Government heads refused because the legal framework rendered such coercive measures impossible. Furthermore, children with German mothers were still German citizens of the Republic.

However, when the National Socialists came to power in 1933, the registration of the children was extended. Some were measured and photographed as part of Nazi's racist eugenics program.

Following an order by Hitler in 1937, the Gestapo secret police established a "Sonderkommision 3" (Special Committee 3) that was eventually tasked with the illegal sterilization of the children. Some 436 cases were documented, while the number of unreported cases was far higher.

Doctors show no remorse

A trial was conducted two years after the end of Nazi rule. Three doctors, all members of the National Socialist German Medical Association (NSDÄB), were accused of conducting the sterilizations. The charge was intentional bodily harm resulting in the loss of procreative capacity. None of the defendants demonstrated any remorse during the trial. In their defense, they merely argued that they had acted "on the orders of the Führer."

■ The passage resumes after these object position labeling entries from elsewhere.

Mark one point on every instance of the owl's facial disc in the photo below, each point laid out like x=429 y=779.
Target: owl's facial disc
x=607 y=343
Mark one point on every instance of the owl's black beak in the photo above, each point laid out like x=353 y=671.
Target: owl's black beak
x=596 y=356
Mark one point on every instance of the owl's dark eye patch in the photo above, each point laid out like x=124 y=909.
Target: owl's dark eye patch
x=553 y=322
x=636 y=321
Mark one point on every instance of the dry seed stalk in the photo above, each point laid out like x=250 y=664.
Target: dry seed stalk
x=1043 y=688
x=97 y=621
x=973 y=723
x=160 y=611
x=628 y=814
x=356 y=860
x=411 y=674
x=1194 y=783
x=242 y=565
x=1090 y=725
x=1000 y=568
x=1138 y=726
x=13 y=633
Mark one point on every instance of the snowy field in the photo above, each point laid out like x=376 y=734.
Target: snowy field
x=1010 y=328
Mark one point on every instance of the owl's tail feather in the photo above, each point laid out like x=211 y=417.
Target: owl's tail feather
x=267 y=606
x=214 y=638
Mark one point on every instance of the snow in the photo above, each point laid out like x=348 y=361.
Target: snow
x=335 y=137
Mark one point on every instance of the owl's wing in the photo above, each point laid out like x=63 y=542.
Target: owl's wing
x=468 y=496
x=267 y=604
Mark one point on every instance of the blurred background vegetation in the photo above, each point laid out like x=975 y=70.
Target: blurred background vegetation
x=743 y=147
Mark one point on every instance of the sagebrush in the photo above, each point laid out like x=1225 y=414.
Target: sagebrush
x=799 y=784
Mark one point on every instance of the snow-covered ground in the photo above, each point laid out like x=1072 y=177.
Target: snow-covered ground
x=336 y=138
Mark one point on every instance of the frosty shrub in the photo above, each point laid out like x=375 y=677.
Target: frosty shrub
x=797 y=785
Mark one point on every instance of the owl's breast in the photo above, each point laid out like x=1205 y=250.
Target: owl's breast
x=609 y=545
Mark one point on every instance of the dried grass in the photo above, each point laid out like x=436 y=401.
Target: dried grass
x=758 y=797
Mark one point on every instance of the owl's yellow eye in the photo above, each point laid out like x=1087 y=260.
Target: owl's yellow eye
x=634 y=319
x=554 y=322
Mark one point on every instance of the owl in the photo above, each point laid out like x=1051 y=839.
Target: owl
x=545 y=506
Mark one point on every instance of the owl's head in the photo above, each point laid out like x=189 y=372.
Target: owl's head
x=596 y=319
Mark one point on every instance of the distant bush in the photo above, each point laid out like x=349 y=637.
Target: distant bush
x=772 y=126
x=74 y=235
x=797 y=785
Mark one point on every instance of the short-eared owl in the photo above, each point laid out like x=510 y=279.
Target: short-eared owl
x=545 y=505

a tiled room with medical equipment
Nazi doctors who sterilized children seamlessly reentered postwar German society Image: DOCDAYS Productions GmbH

Unsurprisingly, the prosecution was first suspended and later dropped altogether. The three defendants seamlessly reentered German postwar society; one was even elected chairman of the Saar Medical Association a few years later.

Their victims, however, would never live down the abuse they suffered as children. "I had no youth and, because of this operation, no future anymore," said Josef Kaiser.